Reproducing Kernel Hilbert Space (RKHS)

A Hilbert space H of functions with kernel K such that:

Reproducing property: f(x) = <f, K(x, .)>_H for all f in H
Representer theorem: the minimizer of any regularized empirical risk in RKHS has the form:

f*(x) = sum_{i=1}^{n} alpha_i * K(x_i, x)

This guarantees that kernel methods need only store n coefficients, regardless of the (possibly infinite) dimensionality of the feature space.

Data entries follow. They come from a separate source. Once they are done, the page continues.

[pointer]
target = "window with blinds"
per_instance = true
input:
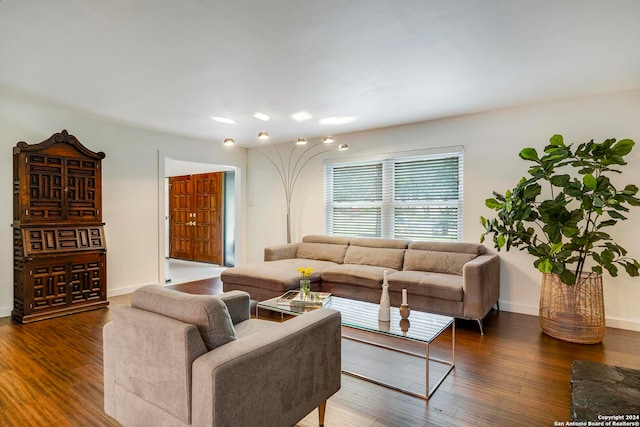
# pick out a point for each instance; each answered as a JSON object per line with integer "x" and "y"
{"x": 415, "y": 198}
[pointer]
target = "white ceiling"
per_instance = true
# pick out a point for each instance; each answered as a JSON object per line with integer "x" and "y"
{"x": 171, "y": 64}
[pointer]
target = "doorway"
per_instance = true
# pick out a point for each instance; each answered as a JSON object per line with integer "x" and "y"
{"x": 196, "y": 217}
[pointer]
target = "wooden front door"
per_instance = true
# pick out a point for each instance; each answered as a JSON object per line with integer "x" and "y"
{"x": 195, "y": 217}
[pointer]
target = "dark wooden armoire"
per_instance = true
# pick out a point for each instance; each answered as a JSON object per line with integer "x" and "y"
{"x": 60, "y": 261}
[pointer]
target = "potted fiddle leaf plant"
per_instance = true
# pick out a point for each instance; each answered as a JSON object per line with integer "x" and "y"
{"x": 562, "y": 214}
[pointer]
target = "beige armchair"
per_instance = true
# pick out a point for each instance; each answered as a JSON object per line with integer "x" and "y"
{"x": 175, "y": 359}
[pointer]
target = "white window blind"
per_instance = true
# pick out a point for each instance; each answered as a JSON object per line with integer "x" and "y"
{"x": 416, "y": 198}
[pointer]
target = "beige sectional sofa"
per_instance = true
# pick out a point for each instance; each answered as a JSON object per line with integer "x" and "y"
{"x": 456, "y": 279}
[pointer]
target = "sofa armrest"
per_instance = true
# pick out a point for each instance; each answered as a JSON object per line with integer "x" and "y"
{"x": 239, "y": 305}
{"x": 286, "y": 251}
{"x": 481, "y": 285}
{"x": 273, "y": 378}
{"x": 150, "y": 356}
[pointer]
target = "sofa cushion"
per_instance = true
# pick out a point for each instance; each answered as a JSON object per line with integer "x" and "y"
{"x": 321, "y": 251}
{"x": 208, "y": 313}
{"x": 436, "y": 261}
{"x": 281, "y": 275}
{"x": 466, "y": 248}
{"x": 380, "y": 257}
{"x": 434, "y": 285}
{"x": 367, "y": 276}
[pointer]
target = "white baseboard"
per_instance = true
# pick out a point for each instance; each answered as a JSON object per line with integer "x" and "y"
{"x": 5, "y": 311}
{"x": 125, "y": 291}
{"x": 611, "y": 322}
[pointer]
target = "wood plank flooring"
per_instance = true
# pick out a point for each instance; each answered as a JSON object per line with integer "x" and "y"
{"x": 51, "y": 375}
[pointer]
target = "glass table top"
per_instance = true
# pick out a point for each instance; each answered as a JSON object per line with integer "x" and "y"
{"x": 420, "y": 326}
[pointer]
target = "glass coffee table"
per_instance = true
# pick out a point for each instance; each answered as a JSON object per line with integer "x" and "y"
{"x": 421, "y": 327}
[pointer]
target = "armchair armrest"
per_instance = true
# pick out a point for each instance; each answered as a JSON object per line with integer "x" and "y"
{"x": 239, "y": 305}
{"x": 286, "y": 251}
{"x": 273, "y": 378}
{"x": 481, "y": 285}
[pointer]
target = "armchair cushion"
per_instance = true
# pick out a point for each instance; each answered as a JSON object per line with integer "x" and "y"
{"x": 208, "y": 313}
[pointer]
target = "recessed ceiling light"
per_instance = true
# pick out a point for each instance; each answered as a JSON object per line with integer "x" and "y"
{"x": 301, "y": 116}
{"x": 224, "y": 120}
{"x": 337, "y": 120}
{"x": 328, "y": 140}
{"x": 261, "y": 116}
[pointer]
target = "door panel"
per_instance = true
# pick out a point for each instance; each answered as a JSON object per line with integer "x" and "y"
{"x": 208, "y": 209}
{"x": 180, "y": 217}
{"x": 196, "y": 217}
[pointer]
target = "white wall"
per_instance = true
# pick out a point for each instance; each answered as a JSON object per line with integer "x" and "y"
{"x": 132, "y": 185}
{"x": 492, "y": 142}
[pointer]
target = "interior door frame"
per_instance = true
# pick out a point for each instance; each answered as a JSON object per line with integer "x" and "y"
{"x": 163, "y": 158}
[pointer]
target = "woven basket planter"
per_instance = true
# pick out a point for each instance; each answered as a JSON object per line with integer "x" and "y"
{"x": 573, "y": 313}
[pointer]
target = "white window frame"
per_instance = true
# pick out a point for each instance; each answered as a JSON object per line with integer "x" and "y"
{"x": 388, "y": 204}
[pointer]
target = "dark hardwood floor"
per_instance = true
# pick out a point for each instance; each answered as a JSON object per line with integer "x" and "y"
{"x": 51, "y": 375}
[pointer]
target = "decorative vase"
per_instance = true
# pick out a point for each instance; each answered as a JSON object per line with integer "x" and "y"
{"x": 573, "y": 313}
{"x": 404, "y": 311}
{"x": 404, "y": 326}
{"x": 305, "y": 288}
{"x": 384, "y": 312}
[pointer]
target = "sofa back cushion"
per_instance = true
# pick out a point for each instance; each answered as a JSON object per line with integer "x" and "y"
{"x": 379, "y": 252}
{"x": 435, "y": 261}
{"x": 455, "y": 247}
{"x": 323, "y": 248}
{"x": 208, "y": 313}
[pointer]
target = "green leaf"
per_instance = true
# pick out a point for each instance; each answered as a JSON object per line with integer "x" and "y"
{"x": 616, "y": 215}
{"x": 555, "y": 247}
{"x": 560, "y": 180}
{"x": 612, "y": 269}
{"x": 590, "y": 181}
{"x": 493, "y": 204}
{"x": 622, "y": 147}
{"x": 631, "y": 269}
{"x": 557, "y": 140}
{"x": 529, "y": 154}
{"x": 545, "y": 266}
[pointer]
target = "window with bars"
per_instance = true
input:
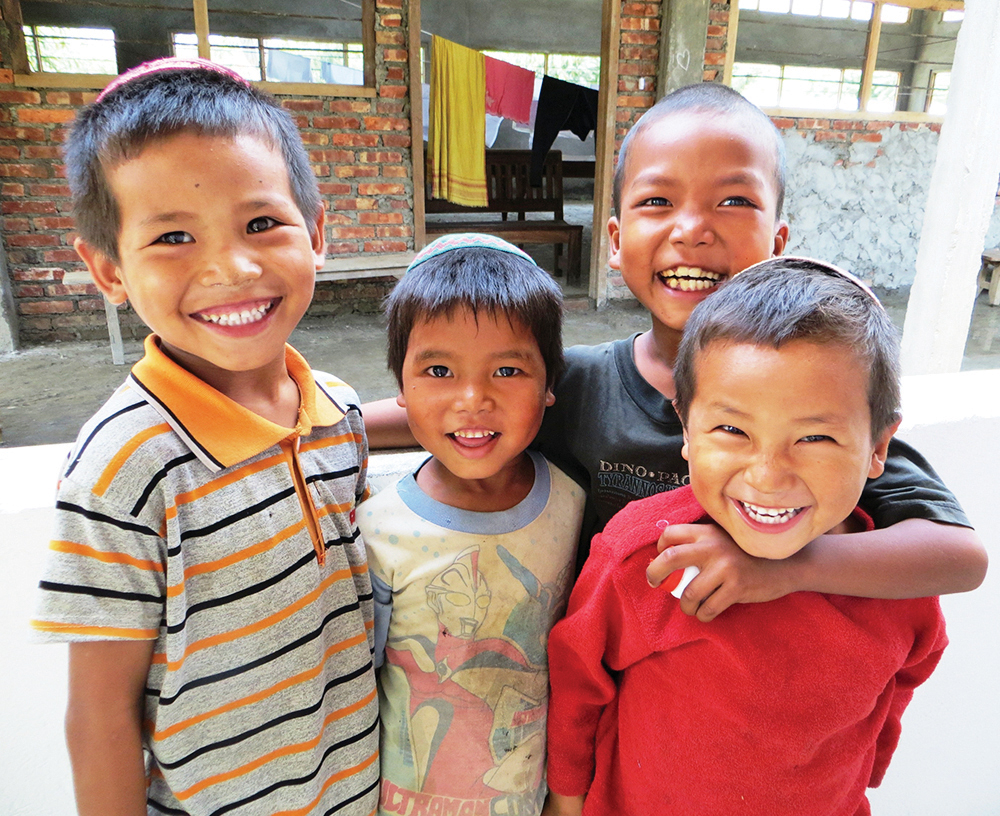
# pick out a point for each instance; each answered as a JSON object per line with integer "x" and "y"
{"x": 849, "y": 55}
{"x": 291, "y": 42}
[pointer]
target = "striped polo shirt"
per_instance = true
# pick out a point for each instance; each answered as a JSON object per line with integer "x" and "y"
{"x": 186, "y": 519}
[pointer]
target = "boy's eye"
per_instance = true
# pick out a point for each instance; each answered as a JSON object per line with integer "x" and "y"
{"x": 261, "y": 224}
{"x": 817, "y": 438}
{"x": 174, "y": 238}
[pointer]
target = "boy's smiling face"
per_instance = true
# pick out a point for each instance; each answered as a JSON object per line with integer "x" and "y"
{"x": 779, "y": 441}
{"x": 698, "y": 205}
{"x": 215, "y": 256}
{"x": 474, "y": 390}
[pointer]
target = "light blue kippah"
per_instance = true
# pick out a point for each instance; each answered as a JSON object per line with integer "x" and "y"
{"x": 466, "y": 240}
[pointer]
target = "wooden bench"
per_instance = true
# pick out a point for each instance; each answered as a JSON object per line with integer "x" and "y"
{"x": 508, "y": 190}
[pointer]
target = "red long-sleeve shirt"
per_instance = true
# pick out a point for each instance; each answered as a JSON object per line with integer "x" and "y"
{"x": 786, "y": 707}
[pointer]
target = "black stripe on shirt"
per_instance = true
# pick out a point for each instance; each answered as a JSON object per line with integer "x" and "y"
{"x": 302, "y": 779}
{"x": 287, "y": 717}
{"x": 260, "y": 661}
{"x": 157, "y": 478}
{"x": 100, "y": 592}
{"x": 95, "y": 516}
{"x": 97, "y": 428}
{"x": 242, "y": 514}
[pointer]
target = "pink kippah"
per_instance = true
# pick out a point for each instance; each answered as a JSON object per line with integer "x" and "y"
{"x": 167, "y": 64}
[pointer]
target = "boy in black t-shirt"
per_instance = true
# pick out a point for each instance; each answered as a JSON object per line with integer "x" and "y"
{"x": 698, "y": 192}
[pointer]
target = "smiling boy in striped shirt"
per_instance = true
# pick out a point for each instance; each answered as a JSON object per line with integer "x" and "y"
{"x": 206, "y": 566}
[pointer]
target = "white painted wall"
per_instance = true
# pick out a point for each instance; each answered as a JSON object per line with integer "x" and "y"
{"x": 947, "y": 760}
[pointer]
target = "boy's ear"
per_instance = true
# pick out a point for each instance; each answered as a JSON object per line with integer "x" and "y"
{"x": 684, "y": 449}
{"x": 319, "y": 236}
{"x": 780, "y": 238}
{"x": 106, "y": 273}
{"x": 882, "y": 450}
{"x": 614, "y": 242}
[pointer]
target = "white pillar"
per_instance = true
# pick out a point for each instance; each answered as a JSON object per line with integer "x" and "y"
{"x": 960, "y": 201}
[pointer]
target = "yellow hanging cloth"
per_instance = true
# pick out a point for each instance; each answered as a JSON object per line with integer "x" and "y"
{"x": 456, "y": 138}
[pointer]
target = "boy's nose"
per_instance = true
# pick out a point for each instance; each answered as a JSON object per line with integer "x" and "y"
{"x": 231, "y": 268}
{"x": 691, "y": 227}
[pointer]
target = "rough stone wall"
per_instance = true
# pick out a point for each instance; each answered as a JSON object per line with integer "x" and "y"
{"x": 360, "y": 151}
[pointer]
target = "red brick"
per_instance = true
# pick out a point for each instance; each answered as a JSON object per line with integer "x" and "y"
{"x": 21, "y": 97}
{"x": 54, "y": 223}
{"x": 45, "y": 116}
{"x": 302, "y": 104}
{"x": 356, "y": 172}
{"x": 60, "y": 256}
{"x": 337, "y": 122}
{"x": 39, "y": 273}
{"x": 24, "y": 170}
{"x": 29, "y": 290}
{"x": 393, "y": 232}
{"x": 49, "y": 190}
{"x": 334, "y": 189}
{"x": 350, "y": 106}
{"x": 41, "y": 152}
{"x": 23, "y": 134}
{"x": 386, "y": 246}
{"x": 356, "y": 139}
{"x": 381, "y": 218}
{"x": 385, "y": 123}
{"x": 390, "y": 38}
{"x": 381, "y": 189}
{"x": 46, "y": 307}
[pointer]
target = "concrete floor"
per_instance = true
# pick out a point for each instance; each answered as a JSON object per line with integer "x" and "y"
{"x": 47, "y": 393}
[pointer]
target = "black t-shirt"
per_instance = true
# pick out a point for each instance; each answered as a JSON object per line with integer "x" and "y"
{"x": 620, "y": 439}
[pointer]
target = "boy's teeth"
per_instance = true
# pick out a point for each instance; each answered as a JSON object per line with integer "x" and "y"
{"x": 770, "y": 515}
{"x": 237, "y": 318}
{"x": 690, "y": 278}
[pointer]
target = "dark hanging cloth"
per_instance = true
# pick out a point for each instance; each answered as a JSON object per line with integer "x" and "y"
{"x": 561, "y": 106}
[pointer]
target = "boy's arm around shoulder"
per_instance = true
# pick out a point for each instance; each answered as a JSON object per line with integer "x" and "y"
{"x": 584, "y": 648}
{"x": 104, "y": 726}
{"x": 929, "y": 643}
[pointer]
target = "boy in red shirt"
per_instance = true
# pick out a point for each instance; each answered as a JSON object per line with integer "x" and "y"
{"x": 788, "y": 388}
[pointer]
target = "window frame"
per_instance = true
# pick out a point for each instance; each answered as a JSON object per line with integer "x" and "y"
{"x": 868, "y": 66}
{"x": 25, "y": 77}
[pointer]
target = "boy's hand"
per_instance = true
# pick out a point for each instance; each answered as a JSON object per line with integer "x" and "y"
{"x": 558, "y": 805}
{"x": 728, "y": 575}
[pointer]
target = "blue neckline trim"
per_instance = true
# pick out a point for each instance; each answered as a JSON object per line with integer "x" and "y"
{"x": 471, "y": 521}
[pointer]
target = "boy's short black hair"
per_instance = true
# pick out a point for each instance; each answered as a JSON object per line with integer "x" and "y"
{"x": 485, "y": 281}
{"x": 708, "y": 97}
{"x": 786, "y": 299}
{"x": 164, "y": 103}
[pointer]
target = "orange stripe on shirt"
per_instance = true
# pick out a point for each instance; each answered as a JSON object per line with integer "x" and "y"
{"x": 337, "y": 777}
{"x": 294, "y": 680}
{"x": 236, "y": 557}
{"x": 286, "y": 751}
{"x": 74, "y": 548}
{"x": 100, "y": 631}
{"x": 124, "y": 453}
{"x": 229, "y": 478}
{"x": 260, "y": 625}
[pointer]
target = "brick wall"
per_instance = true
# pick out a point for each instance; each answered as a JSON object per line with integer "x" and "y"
{"x": 359, "y": 147}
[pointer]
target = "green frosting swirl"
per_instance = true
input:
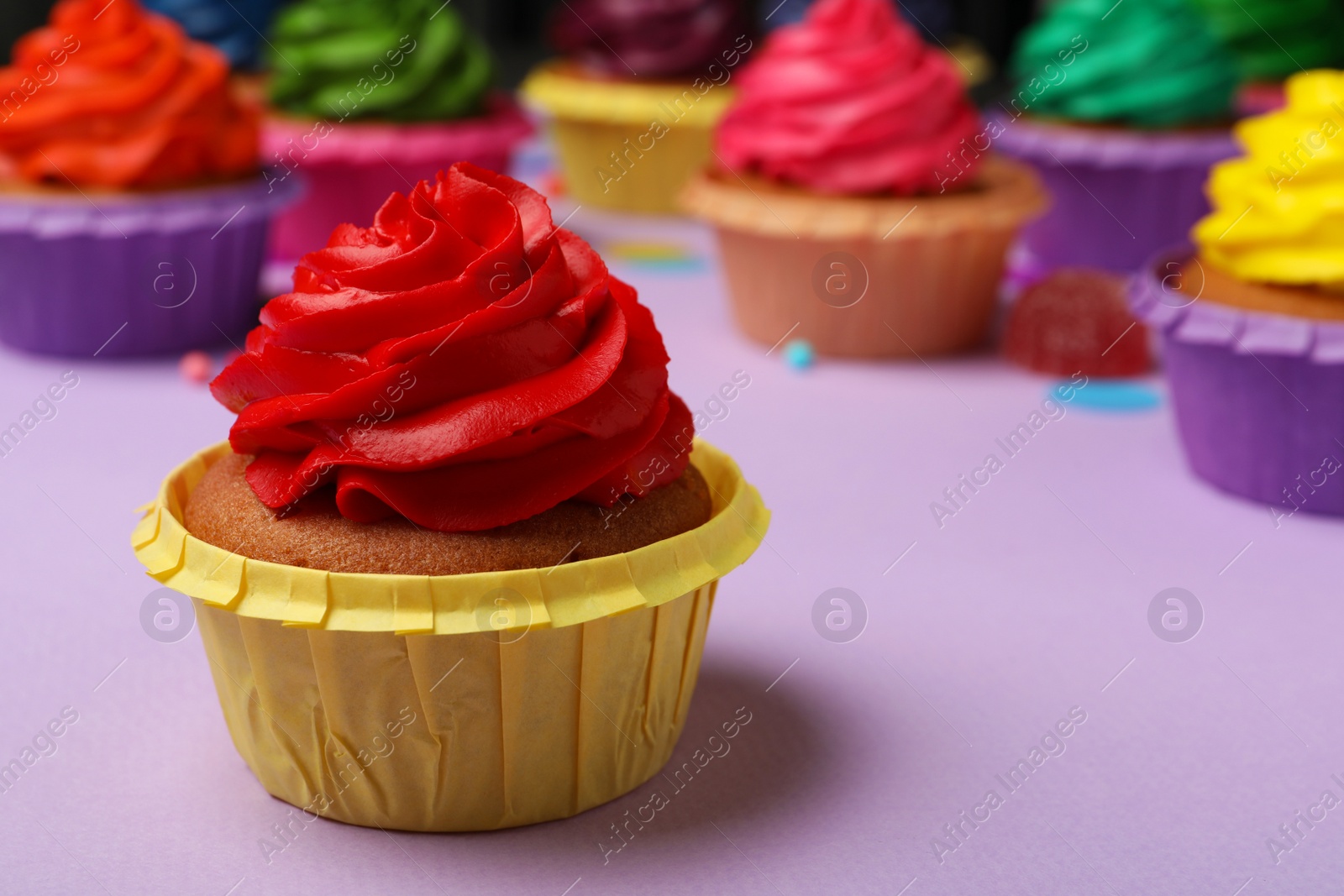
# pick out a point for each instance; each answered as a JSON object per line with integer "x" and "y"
{"x": 1307, "y": 34}
{"x": 390, "y": 60}
{"x": 1151, "y": 63}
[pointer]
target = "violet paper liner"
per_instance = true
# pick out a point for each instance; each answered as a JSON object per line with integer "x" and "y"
{"x": 1258, "y": 396}
{"x": 134, "y": 275}
{"x": 354, "y": 167}
{"x": 1119, "y": 195}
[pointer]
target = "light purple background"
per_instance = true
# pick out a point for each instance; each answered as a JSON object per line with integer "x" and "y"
{"x": 980, "y": 638}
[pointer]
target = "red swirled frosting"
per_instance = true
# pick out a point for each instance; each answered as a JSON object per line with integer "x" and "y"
{"x": 848, "y": 101}
{"x": 463, "y": 363}
{"x": 112, "y": 96}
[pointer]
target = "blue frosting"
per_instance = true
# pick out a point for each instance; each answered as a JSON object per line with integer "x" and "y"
{"x": 232, "y": 26}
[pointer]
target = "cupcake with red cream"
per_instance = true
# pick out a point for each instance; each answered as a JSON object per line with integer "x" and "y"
{"x": 635, "y": 97}
{"x": 837, "y": 215}
{"x": 370, "y": 97}
{"x": 132, "y": 210}
{"x": 456, "y": 452}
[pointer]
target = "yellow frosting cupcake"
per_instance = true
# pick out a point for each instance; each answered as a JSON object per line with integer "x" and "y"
{"x": 1278, "y": 210}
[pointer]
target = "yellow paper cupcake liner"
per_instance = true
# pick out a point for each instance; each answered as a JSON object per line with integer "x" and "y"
{"x": 625, "y": 144}
{"x": 554, "y": 89}
{"x": 342, "y": 714}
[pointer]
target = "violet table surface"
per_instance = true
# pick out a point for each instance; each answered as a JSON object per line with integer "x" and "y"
{"x": 987, "y": 631}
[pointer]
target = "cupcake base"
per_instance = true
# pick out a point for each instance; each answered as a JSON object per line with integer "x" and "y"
{"x": 134, "y": 275}
{"x": 1257, "y": 379}
{"x": 869, "y": 277}
{"x": 1119, "y": 195}
{"x": 456, "y": 701}
{"x": 354, "y": 167}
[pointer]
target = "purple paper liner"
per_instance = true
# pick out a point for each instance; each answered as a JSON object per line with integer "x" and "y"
{"x": 134, "y": 275}
{"x": 1258, "y": 396}
{"x": 1117, "y": 195}
{"x": 354, "y": 167}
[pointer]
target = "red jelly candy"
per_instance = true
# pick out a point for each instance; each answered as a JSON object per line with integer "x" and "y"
{"x": 1077, "y": 320}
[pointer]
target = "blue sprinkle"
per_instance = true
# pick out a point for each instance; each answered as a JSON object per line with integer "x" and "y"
{"x": 799, "y": 355}
{"x": 1119, "y": 396}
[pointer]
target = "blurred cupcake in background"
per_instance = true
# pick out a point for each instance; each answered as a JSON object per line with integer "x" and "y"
{"x": 132, "y": 214}
{"x": 633, "y": 102}
{"x": 1273, "y": 39}
{"x": 1121, "y": 107}
{"x": 371, "y": 97}
{"x": 853, "y": 204}
{"x": 1253, "y": 322}
{"x": 234, "y": 27}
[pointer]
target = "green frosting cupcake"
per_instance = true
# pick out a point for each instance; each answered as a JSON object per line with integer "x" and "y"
{"x": 389, "y": 60}
{"x": 1307, "y": 34}
{"x": 1151, "y": 63}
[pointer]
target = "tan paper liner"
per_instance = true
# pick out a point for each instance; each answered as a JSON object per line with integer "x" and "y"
{"x": 477, "y": 720}
{"x": 933, "y": 262}
{"x": 593, "y": 118}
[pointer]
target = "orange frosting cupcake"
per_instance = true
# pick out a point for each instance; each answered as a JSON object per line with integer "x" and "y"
{"x": 114, "y": 97}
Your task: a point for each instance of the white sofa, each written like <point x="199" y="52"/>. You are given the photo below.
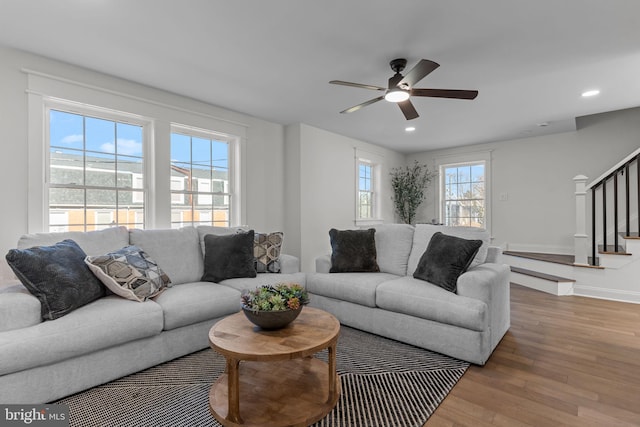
<point x="467" y="324"/>
<point x="41" y="361"/>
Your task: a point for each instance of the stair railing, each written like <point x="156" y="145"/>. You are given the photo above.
<point x="610" y="181"/>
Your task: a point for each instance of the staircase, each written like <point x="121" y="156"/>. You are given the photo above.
<point x="606" y="263"/>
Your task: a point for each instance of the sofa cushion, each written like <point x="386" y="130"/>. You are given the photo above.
<point x="18" y="308"/>
<point x="129" y="273"/>
<point x="266" y="251"/>
<point x="353" y="251"/>
<point x="176" y="251"/>
<point x="247" y="284"/>
<point x="423" y="233"/>
<point x="414" y="297"/>
<point x="57" y="276"/>
<point x="196" y="302"/>
<point x="227" y="257"/>
<point x="104" y="323"/>
<point x="92" y="242"/>
<point x="445" y="259"/>
<point x="358" y="288"/>
<point x="393" y="246"/>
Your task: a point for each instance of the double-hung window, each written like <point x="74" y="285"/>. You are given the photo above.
<point x="366" y="195"/>
<point x="463" y="194"/>
<point x="95" y="175"/>
<point x="201" y="178"/>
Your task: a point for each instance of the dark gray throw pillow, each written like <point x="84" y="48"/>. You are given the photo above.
<point x="228" y="257"/>
<point x="353" y="251"/>
<point x="445" y="259"/>
<point x="57" y="276"/>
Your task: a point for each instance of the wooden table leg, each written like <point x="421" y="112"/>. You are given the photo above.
<point x="233" y="382"/>
<point x="332" y="373"/>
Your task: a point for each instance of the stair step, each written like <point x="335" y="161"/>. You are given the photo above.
<point x="632" y="236"/>
<point x="543" y="282"/>
<point x="611" y="250"/>
<point x="539" y="275"/>
<point x="539" y="256"/>
<point x="553" y="258"/>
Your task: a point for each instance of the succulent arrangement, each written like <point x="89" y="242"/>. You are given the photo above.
<point x="279" y="297"/>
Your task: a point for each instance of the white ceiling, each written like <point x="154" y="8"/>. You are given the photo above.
<point x="273" y="59"/>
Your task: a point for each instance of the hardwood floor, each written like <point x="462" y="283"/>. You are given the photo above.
<point x="566" y="360"/>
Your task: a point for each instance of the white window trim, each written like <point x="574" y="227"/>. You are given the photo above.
<point x="376" y="162"/>
<point x="44" y="86"/>
<point x="461" y="159"/>
<point x="235" y="186"/>
<point x="102" y="113"/>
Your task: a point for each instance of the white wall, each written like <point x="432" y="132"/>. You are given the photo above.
<point x="263" y="142"/>
<point x="537" y="176"/>
<point x="325" y="197"/>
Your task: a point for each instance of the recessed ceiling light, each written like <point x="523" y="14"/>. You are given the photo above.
<point x="589" y="93"/>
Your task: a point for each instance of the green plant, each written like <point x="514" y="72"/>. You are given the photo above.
<point x="409" y="186"/>
<point x="279" y="297"/>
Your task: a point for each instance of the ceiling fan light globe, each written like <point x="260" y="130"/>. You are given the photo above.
<point x="396" y="95"/>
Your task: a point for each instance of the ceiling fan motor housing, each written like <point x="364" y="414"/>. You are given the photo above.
<point x="398" y="65"/>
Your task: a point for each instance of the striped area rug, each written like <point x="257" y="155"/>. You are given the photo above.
<point x="384" y="383"/>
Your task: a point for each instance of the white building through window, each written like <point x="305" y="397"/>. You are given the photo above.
<point x="202" y="161"/>
<point x="95" y="169"/>
<point x="111" y="158"/>
<point x="367" y="189"/>
<point x="464" y="190"/>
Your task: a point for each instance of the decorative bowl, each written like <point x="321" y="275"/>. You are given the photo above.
<point x="270" y="320"/>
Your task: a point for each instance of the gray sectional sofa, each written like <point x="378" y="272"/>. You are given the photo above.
<point x="41" y="361"/>
<point x="466" y="324"/>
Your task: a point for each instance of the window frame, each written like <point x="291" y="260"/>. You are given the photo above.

RKHS Norm and Regularization

The RKHS norm ||f||_H controls function complexity. Kernel ridge regression:

Minimize: (1/n) sum(y_i - f(x_i))^2 + lambda * ||f||_H^2
Solution: alpha = (K + n*lambda*I)^{-1} y

Practical Considerations

Aspect	Guidance
Kernel choice	Start with RBF; linear for high-dim sparse data
C tuning	Cross-validate over log scale: 10^{-3} to 10^3
gamma tuning	Try 1/d, then cross-validate on log scale
Scaling	Always standardize features before kernel methods
Large n	SVMs scale O(n^2)--O(n^3); use linear SVM or approx kernels
Multi-class	One-vs-One (n_classes*(n_classes-1)/2 classifiers) or One-vs-All

Kernel Approximation for Scalability

For large datasets, approximate the kernel with random features (Rahimi & Recht, 2007):

K(x, z) ~ z(x)^T z(z)   where z(x) in R^D, D << n

For RBF: z(x) = sqrt(2/D) * cos(Wx + b) with W sampled from N(0, gamma*I).

This converts a kernel method into a linear method on D-dimensional features, enabling SGD training.